She took it all in, revelling in her secret kingdom. A place of her own, where she was queen, empress, ruler without subjects. Of course, there were always some unwelcome courtiers hanging around, attempting to petition her or deflect her dreams with their unwanted attentions. She saw a snail on the wall, its antennae probing in slow motion towards the sun. She tapped the tiny swaying buds with a delicate finger. The snail immediately withdrew into its shell, shocked by the unaccustomed contact. Alice plucked it from the wall and peered at its underside.
The slimy foot of the snail pulsated gently as it attempted to crawl even further inside its shell. Gently, she breathed on it and it shrank away from her girl-scented breath.
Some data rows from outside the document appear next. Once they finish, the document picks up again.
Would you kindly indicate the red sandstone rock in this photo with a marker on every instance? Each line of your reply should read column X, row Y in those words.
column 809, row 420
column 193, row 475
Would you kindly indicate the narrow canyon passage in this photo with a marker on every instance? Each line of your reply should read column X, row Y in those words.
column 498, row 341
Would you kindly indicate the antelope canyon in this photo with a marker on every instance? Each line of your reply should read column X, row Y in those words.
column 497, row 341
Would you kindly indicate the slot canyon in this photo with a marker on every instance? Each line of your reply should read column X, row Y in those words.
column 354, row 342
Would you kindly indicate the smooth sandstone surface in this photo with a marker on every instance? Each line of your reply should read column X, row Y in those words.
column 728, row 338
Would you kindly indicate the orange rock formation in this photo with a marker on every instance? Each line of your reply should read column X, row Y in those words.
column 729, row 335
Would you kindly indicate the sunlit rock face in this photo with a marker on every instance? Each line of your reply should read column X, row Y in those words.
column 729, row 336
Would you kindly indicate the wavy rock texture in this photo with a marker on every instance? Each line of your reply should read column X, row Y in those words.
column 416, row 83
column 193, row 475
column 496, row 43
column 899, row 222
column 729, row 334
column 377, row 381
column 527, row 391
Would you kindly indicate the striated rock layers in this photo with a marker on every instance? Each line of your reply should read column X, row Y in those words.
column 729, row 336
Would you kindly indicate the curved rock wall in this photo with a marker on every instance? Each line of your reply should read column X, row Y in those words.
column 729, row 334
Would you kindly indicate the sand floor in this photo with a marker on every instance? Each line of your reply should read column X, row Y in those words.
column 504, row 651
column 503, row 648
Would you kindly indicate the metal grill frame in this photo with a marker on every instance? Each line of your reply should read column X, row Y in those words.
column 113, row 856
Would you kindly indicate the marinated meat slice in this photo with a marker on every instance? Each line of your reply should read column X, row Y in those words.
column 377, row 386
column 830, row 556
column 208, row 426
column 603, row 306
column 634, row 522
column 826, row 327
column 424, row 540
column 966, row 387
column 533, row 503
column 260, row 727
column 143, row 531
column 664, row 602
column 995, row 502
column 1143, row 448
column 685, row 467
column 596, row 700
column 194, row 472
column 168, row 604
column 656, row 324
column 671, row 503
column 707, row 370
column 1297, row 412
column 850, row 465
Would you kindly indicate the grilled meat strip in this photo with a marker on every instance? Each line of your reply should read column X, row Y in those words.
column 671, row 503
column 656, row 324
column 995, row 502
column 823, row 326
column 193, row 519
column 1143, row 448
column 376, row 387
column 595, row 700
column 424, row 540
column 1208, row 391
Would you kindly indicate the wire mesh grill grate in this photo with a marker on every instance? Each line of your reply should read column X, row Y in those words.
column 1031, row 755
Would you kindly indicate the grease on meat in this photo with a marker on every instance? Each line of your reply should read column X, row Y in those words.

She dropped it on the ground and walked into the garden, crushing the creature beneath one of her patent leather shoes.
Carefully, she picked brambles and vines out of her path as she made her way across to the single enormous flowerpot that rested in the corner of the garden, on the back wall and in front of the former potting shed. Soon she would be home.
Alert now to every cracking twig beneath her shoes, every rustle in the undergrowth, she felt a delicious thrill course through her entire body. It was so strong it made her wriggle and was particularly strong in the delicate, almost invisible hairs on the back of her neck and under the white cotton knickers between her legs. Ooooh. Lovely….
It was that feeling that she used to get at the hairdresser, at the first chilly touch of the scissors on the back of her neck, which sent little spasms of sensation running through her.
She wanted to keep the feeling going, to hang on to it for ever. But it always passed. Even when Daddy made her feel the same way, when he called her Little Doll and touched her hair and she danced for him, the feeling always passed.
“Dance for your Daddy, My Little Lassie, Dance for your Daddy, My Little Lamb,” he sang.
Daddy often sang to her, or told stories, and she would reward him with a dance. Sometimes he would change the words or the name, so that it said “Alice” instead of “Mary” like “Alice had a little lamb” and that made her laugh. Sometimes he would change “Boy” to “Girl” for her benefit. That way, she thought, it was as if every song that ever there was had been written just for her.
Daddy had read Alice in Wonderland and Alice Through the Looking Glass to her many times. Ever since Daddy had been staying at home he had had more time to be with her, to entertain her and read and sing and play with her. Mummy was delighted that he seemed so happy, especially since she had to spend so much time away from home, going to meetings and trips abroad. She had her company, whatever that was, and it left her and Daddy more time to be together.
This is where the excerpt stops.